Don José Utrera Molina, por Juan Manuel de Prada

 

Juan Manuel de Prada

ABC

 

 

   A don José Utrera Molina lo conocí por mediación de su entrañable amigo, el maestro Manuel Alcántara, hace ya casi veinte años. Era don José por entonces un hombre que se adentraba con gallardía en los arrabales de la vejez, lleno de dolor de España y de un temple bondadoso y estoico que lo ayudaba a sobrellevar las muchas vilezas que ya por entonces empezaba a padecer. Don José era un auténtico caballero cristiano, según lo explicase García Morente: paladín de las causas perdidas, magnánimo ante la mezquindad, altivo ante el servilismo, más pálpito que cálculo y con esa impaciencia de eternidad que caracteriza al hombre sinceramente religioso. El maestro Alcántara me lo había definido como su “amigo más leal”; y, en efecto, según pude comprobar luego, las lealtades de don José eran acérrimas e inamovibles.

 

   Don José Utrera Molina me llamaba de vez en cuando para felicitarme por algún artículo; y también, por cierto, para reprocharme algún otro en el que no me mostraba benévolo con ciertos aspectos del franquismo. Especialmente cariñoso se mostró conmigo cuando elogié su figura, frente a una panda de miserables con mando en plaza que lo despojaron del título de Hijo Predilecto de Málaga. ¡Al hombre que había dado todo su amor a Málaga, que la había dotado de residencias de ancianos, de cientos de viviendas sociales, de una universidad laboral, para que los hijos de los pobres pudieran formarse y llevar mejor vida que sus padres! En el calvario padecido por Utrera Molina en sus postrimerías se compendia el sórdido y cobarde cainismo de esta España que siempre está con el que manda, que se acuesta servilmente franquista y se levanta furibundamente antifranquista. Utrera Molina cometió el delito de seguir siendo lealmente lo que siempre había sido, sin chaqueterismo ni componendas. ¡Y mira que le habría resultado fácil camuflarse! Le hubiese bastado con cerdear un poco, como hicieron tantos franquistas que quería seguir viviendo como sultanes y experimentaron una fulminante conversión, como si les hubiese aparecido de repente la Señora Democracia, como la Virgen se apareció en Fátima.
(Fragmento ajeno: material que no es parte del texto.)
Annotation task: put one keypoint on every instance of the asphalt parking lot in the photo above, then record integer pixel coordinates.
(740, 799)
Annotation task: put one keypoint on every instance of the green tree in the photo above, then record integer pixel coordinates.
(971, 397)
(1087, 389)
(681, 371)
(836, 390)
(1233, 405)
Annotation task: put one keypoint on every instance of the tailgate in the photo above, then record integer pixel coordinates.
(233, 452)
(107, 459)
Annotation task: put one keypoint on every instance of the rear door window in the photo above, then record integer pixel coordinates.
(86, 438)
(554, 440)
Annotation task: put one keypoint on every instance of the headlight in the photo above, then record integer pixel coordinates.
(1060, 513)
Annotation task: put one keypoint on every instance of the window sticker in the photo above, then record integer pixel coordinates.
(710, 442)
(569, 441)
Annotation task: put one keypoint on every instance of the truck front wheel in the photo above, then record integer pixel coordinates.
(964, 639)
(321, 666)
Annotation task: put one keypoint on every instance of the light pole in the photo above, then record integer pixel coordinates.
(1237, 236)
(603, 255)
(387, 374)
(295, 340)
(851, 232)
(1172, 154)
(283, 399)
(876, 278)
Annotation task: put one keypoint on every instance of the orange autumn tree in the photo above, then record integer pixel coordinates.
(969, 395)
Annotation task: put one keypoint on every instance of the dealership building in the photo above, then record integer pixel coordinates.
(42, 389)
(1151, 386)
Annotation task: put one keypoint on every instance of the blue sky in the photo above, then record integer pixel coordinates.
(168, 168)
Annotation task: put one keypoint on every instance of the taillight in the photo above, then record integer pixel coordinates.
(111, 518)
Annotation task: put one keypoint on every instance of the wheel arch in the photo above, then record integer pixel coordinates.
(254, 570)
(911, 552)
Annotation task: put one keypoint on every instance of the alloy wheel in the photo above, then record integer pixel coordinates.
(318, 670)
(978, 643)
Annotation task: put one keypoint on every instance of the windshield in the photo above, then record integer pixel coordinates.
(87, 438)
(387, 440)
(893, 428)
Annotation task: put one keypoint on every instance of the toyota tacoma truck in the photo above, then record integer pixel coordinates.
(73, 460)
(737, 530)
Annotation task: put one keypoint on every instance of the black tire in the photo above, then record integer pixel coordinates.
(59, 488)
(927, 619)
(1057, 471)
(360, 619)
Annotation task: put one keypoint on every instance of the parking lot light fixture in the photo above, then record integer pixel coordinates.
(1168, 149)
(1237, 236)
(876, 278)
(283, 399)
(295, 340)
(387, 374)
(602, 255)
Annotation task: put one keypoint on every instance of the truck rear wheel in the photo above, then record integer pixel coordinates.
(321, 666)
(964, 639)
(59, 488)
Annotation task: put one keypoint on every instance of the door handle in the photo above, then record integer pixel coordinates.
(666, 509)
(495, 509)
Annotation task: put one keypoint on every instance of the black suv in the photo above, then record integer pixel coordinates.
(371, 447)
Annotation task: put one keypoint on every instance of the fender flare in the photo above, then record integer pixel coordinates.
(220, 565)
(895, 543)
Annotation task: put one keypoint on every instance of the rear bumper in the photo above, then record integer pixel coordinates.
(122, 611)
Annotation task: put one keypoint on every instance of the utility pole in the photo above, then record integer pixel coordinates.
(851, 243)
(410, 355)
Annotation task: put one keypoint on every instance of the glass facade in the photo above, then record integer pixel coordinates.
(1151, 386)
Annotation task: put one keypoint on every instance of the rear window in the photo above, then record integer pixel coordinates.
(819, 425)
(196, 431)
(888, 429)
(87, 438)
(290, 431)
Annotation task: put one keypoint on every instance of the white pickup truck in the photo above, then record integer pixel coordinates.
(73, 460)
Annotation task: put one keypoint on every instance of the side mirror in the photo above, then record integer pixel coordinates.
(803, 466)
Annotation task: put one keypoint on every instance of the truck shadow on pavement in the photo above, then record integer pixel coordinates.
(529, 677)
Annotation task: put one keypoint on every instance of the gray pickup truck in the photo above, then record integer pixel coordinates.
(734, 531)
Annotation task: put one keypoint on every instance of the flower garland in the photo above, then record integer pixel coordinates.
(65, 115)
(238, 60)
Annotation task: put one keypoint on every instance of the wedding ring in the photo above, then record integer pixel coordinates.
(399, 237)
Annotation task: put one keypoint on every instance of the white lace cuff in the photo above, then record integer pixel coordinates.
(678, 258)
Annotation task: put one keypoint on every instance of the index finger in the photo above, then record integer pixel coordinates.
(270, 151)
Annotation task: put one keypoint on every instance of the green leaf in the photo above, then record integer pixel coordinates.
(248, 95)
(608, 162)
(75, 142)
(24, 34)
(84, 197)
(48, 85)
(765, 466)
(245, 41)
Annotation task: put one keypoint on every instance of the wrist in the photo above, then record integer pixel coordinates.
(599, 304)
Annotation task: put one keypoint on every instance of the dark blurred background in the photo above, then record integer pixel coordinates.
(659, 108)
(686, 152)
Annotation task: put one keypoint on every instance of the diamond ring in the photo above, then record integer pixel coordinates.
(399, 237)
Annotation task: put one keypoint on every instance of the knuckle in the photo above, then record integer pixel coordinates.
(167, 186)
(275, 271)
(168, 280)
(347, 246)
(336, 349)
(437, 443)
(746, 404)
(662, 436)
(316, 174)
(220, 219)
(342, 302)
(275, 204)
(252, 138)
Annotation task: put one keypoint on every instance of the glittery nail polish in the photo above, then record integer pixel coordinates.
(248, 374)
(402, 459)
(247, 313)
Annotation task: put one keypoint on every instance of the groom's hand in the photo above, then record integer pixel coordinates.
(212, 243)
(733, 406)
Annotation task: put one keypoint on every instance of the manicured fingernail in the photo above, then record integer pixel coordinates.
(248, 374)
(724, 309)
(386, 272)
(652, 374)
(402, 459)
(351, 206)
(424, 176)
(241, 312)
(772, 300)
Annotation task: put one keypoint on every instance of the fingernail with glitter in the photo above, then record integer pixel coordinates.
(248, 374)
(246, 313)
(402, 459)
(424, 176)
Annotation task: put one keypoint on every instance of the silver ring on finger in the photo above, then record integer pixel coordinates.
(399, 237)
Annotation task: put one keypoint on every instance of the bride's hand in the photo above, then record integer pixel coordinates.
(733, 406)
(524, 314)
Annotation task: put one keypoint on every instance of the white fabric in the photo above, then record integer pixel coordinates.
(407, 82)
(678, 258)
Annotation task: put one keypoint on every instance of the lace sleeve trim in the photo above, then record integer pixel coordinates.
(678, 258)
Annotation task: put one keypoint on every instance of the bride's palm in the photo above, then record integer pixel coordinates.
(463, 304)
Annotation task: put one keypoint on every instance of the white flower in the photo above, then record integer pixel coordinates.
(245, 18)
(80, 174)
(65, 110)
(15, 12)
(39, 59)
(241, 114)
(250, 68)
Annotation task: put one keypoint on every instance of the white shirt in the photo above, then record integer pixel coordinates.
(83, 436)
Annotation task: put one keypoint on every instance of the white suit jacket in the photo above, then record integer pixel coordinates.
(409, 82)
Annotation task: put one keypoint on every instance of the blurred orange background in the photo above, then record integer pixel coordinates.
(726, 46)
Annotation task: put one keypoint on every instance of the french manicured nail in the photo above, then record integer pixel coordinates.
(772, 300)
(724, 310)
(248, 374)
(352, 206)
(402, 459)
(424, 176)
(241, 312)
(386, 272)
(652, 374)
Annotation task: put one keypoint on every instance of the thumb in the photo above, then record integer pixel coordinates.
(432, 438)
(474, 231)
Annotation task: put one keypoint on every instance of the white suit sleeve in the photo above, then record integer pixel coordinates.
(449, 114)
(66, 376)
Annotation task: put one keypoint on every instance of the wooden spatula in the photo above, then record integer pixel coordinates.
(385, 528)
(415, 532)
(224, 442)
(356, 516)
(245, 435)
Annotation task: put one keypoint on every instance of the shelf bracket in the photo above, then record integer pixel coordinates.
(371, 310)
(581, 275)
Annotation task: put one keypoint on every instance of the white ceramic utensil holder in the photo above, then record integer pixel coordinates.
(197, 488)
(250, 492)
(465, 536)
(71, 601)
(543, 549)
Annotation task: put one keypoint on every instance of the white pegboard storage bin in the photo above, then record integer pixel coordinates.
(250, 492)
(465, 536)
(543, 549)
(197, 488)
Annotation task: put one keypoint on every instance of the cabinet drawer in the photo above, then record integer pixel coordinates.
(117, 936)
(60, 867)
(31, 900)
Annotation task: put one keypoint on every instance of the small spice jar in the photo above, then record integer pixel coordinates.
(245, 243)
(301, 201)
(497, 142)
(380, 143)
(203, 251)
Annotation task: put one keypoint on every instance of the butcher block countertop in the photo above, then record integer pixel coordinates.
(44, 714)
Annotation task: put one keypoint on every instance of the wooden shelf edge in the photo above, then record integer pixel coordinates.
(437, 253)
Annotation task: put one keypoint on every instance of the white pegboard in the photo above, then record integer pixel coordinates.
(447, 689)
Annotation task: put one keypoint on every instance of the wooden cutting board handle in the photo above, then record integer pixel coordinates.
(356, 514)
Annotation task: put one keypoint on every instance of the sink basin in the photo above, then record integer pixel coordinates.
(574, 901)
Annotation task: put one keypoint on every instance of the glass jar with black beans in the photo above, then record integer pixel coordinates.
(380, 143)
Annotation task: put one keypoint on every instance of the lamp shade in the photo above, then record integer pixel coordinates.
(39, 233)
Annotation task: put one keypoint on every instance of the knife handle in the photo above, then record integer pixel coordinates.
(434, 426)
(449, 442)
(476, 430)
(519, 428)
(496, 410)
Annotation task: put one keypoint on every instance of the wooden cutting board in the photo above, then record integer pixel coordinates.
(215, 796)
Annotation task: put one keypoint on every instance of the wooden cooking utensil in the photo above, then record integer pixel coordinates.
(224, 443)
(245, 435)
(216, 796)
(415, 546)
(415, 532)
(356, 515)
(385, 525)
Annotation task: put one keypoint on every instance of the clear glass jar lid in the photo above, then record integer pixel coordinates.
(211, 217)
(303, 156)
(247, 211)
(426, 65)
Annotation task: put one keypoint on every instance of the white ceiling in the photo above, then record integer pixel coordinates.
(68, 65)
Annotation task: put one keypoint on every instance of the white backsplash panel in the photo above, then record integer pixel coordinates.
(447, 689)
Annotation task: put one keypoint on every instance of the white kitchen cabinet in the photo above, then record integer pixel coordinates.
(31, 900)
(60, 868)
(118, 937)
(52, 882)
Todos estos demócratas sobrevenidos que nos han estado dando lecciones (algún día habrá que señalarlos con el dedo) solo querían seguir mamando de la teta; y, para lograrlo, permitieron que el odio volviera a enviscar a los españoles. Y ese odio, inevitablemente, fue cobrando espesor hasta lanzar sus zarpazos contra quienes no habían cerceado, contra hombres tan nobles y abnegados como don José Utrera Molina. Pero, como nos enseñaba Cernuda, los insultos de los viles son “formas amargas del elogio”.

 

   Hace apenas un par de días preguntaba por don José a su nieto Rodrigo, que me confesaba con pesar que estaba bastante delicado de salud. En la reedición de Sin cambiar de bandera, las memorias de Utrera Molina, se incluía una carta de su nieto Rodrigo llena de verdad y emoción en la que puede leerse: “Tú guiabas cuando otros solo seguían, por eso intentaron marginarte en el pretérito, exiliarte en el presente y desahuciarte el futuro. Tu lealtad te supuso conocer el sabor de la traición, pero fue exactamente eso lo que dio tanta importancia a tu fidelidad… Es el motivo por el que mi voz, cuando hablo de ti con mis amigos, denota orgullo de ser tu nieto. Orgullo y gratitud”. Yo también puedo decir hoy, con orgullo y gratitud, que me honro de haber sido amigo de un hombre bueno como don José Utrera Molina, que ya no tendrá que seguir escuchando las palinodias sonrojantes de los chaqueteros, ni las invectivas sangrientas de los caínes que amargaron su vejez. Descanse en paz, querido don José.